【南の島30連泊日誌③】自給自足を支えた海の獲物たち

2024/09/03

旅・アウトドア

僕の南の島旅行は8月31日、当初の予定より2日遅れて完結しました。今、この記事を本州の自宅に戻って書いています。

南の島レポートの第3弾となる今回は、1カ月余りにわたったプチ自給自足生活の後半戦(3週目~4週目)でお世話になった食材の数々を紹介することにします。

いずれもヤスを使った魚突きで仕留めた獲物たちです。




美味なのに市場に出ない魚たち

まずは岩礁帯の魚から。

一番手はニザダイです。これまで南紀や徳島の海でもよく見かけた、僕にとっては比較的なじみ深い魚です。

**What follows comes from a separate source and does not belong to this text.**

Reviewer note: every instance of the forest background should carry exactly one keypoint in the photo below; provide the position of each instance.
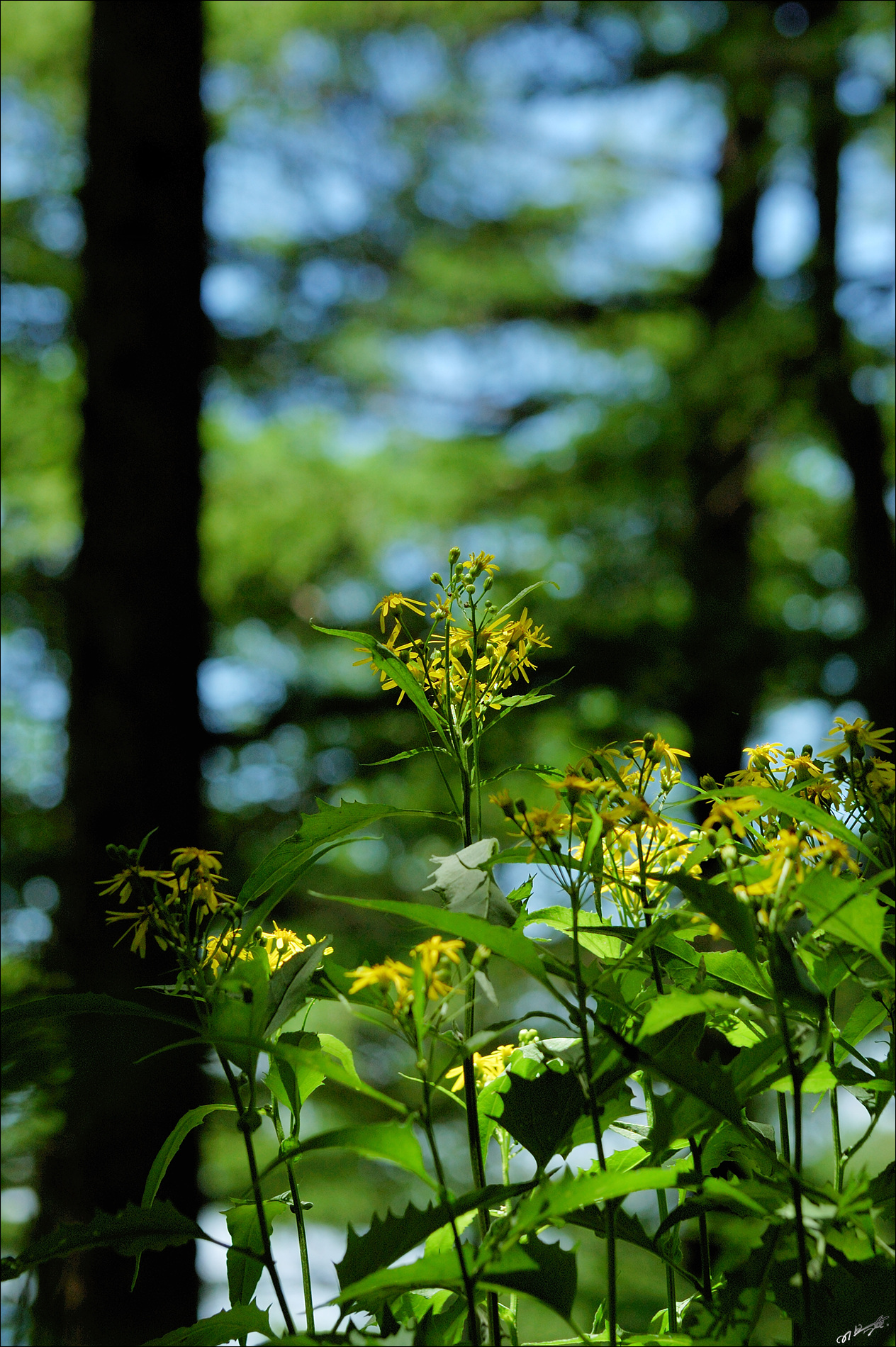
(601, 289)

この魚、一般的には「磯臭い」「不味い」と評判が悪く、市場にもあまり流通していないのですが、僕はこれまでの経験から「綺麗な海で獲れたニザダイを正しく処理して食べたら美味しい」ということを知っているので、迷わず狙いました。

ニザダイの磯臭さの原因は内臓です。鮮度が落ちると、この臭いが身に移って「不味い」と感じてしまうわけです。なので、僕はニザダイを突いたらまずナイフで腹を割いて内臓を全部取り除き、空っぽになった腹の中を海水で綺麗に洗い流してから持ち帰ることにしています。

今回もそうやって刺身にしたら期待通りの美味しさ。おすそ分けした自炊宿の仲間たちからも「これうまい」と好評でした。

もしこれが通常の流通ルートだと、漁師が獲って、港で水揚げして、都市部へ輸送して、卸売市場でセリにかけて、ようやく店頭に並ぶ――――という手順をたどるため、僕たち消費者が鮮度の良いニザダイを手に入れることはほぼ不可能です。

それに、現金収入を得るための漁業であれば、高級魚でもないニザダイの腹をいちいち割いて内臓を取り除くなどという作業はコスパが悪すぎてやってられないでしょう。

結果、ニザダイみたいな魚には「不味い」「売り物にならない」というレッテルが貼られ、漁師の網にかかってもそのまま海に捨てられるなんてことが起こるわけです。

でも、自分で獲って食べる自給自足生活者にとっては、流通とかコスパとか関係ないから、こういう魚も全てご馳走。水産資源の有効利用にもつながります。

話が脱線してしまいますが、同じようなことは連載の第1回で紹介したツマジロモンガラのような「極端に捌きにくい魚」についても言えるんじゃないかと思います。

この島の海にはカワハギの仲間であるツマジロモンガラがめちゃくちゃたくさん泳いでいるのですが、地元の人もあまり獲ったり食べたりしていないようでした。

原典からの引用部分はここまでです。